A few-shot classification algorithm: Exploiting Unsupervised Inputs for Accurate Few-Shot Classification
Dataset: miniImageNet, CUB, CIFAR-FS
Donwloading the dataset and create base/val/novel splits:
miniImageNet
CUB
CIFAR-FS
Training backbone
For miniImageNet/CUB
python train.py --dataset [miniImagenet/CUB] --method [S2M2_R/rotation] --model [WideResNet28_10/ResNet18] --train_aug
For CIFAR-FS
python train_cifar.py --dataset cifar --method [S2M2_R/rotation] --model [WideResNet28_10/ResNet18] --train_aug
Saving the novel class features of a trained backbone for the evaluation
python save_plk.py --dataset [miniImagenet/CUB] --method S2M2_R --model [WideResNet28_10/ResNet18]

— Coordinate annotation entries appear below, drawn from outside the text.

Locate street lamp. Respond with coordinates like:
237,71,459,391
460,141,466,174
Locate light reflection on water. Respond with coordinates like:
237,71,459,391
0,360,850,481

Fetching trained WideResNet_28_10 backbones and saved novel class features
Create an empty 'checkpoints' directory inside 'transfer-sgc'
The backbone and features for each dataset can be downloaded from this link: 'https://drive.google.com/file/d/1wVJlDnU00Gurs0pw54ZMqf4XsWhJWHIh/view?usp=sharing '
Untar the downloaded file and move it into 'checkpoints' folder.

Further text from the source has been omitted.